Come sviluppare un sistema di approvvigionamenti più strategico, che punti sull’innovazione e non solo sul risparmio?

Il Recovery Fund, un’occasione da non perdere

Per passare a un sistema di approvvigionamenti strategico il Recovery Fund potrebbe essere un’occasione d’oro. Letteralmente. Parliamo di qualcosa come 68 miliardi di euro destinati alla sanità italiana che saranno erogati non alla cieca, ma secondo la qualità dei progetti presentati all’Ue. Il procurement sanitario, razionalizzato e reso finalmente efficiente, potrebbe essere l’occasione per usare questi fondi in modo concreto, partendo proprio dalla valorizzazione dei processi e degli acquisti.

Il primo passo per spendere bene le risorse del Recovery Fund, quando arriveranno (non oggi, semmai nei prossimi anni) sarà dotarsi di programmi di acquisto regionali e nazionali (ma anche aziendali, perché le aziende sono poi quelle che erogano tutti i servizi sanitari). In questo modo si coinvolgono subito gli acquisti e si da seguito a quanto prescritto nella programmazione, senza attendere direttive regionali estemporanee che chiedono di fare acquisti oggi per domani, senza programmazione.

Il Decreto Semplificazioni (o Complicazioni?)

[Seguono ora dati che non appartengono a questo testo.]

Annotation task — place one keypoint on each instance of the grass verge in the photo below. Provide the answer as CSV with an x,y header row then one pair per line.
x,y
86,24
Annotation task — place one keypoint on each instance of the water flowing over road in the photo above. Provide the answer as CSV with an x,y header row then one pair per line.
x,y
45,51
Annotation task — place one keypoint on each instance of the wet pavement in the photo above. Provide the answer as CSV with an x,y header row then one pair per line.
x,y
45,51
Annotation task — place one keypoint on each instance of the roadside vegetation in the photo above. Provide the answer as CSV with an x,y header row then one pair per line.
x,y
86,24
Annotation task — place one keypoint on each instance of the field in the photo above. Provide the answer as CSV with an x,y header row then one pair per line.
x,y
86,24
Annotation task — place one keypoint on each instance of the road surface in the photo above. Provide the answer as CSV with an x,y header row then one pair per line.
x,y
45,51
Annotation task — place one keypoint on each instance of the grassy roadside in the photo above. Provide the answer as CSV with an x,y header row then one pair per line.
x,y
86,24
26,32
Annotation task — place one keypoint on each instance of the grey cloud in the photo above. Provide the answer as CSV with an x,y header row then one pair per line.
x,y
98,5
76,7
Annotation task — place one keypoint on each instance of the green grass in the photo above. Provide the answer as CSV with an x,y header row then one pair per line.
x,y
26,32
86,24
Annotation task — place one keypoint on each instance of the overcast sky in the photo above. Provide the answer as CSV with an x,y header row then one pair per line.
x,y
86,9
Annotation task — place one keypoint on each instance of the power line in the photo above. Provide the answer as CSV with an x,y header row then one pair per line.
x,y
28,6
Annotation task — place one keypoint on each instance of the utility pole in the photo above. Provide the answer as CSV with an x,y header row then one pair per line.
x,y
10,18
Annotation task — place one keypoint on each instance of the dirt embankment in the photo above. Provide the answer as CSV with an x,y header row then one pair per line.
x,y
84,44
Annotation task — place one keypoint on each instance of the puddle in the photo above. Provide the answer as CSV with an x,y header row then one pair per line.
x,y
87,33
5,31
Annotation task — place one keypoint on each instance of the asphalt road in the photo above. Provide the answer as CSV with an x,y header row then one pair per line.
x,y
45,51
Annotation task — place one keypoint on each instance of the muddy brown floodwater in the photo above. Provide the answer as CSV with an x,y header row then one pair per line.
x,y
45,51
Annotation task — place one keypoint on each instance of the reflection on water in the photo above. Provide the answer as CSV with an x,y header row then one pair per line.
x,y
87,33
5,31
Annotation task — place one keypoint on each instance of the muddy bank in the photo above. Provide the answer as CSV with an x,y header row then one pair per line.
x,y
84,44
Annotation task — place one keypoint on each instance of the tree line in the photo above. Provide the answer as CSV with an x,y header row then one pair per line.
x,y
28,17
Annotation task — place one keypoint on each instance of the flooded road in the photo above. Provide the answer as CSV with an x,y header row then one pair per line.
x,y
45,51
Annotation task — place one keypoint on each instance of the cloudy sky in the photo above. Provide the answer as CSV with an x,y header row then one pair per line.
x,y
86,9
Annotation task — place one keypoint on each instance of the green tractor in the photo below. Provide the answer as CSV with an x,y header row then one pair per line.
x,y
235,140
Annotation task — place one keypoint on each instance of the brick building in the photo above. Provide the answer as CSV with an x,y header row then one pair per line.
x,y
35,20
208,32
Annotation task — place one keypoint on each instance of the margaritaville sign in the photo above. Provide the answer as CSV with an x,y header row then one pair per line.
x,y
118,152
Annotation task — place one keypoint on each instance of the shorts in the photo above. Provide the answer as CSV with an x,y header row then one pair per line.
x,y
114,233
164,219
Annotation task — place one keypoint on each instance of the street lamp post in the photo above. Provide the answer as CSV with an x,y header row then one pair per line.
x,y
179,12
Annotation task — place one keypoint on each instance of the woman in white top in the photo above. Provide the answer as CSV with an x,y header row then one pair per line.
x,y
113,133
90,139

Da ultimo si è parlato del Decreto Semplificazioni (n. 76 del 2020): approvato lo scorso luglio, diventato legge poche settimane fa, a sentire chi si occupa di procurement non semplifica e non innova, anzi forse complica le cose. “Gli strumenti del codice appalti e delle direttive comunitarie sono sufficienti – spiega Cavallo – per accelerare le gare urgenti. Questo decreto credo abbia generato un po’ di preoccupazione tra i Responsabili Unici del Procedimento (RUP) che hanno sei mesi di tempo per aggiudicare una gara complessa. Il legislatore italiano sta cercando sempre di dettagliare troppo in profondità qualcosa che già esiste, ma noi non abbiamo bisogno di altre leggi per lavorare. Il sistema delle procedure regge benissimo ad impatti emergenziali. La cosa importante è focalizzarsi su una pianificazione strategica a medio e lungo termine, facendo in modo che venga salvaguardata o comunque incentivata una produzione nazionale. E non parlo solo di mascherine, che ormai hanno più che altro una valenza sociale, ma di apparecchiature elettromedicali, come i ventilatori, fondamentali per assistere i pazienti in terapie intensiva”.

La partita del procurement è complessa e la pandemia ci ha mostrato quanto il settore degli approvvigionamenti sia più strategico di quanto si potesse pensare prima dello scorso febbraio. Si vedrà in questi mesi se la misura di questa sfida sia stata correttamente percepita e se il sistema è pronto a vincerla.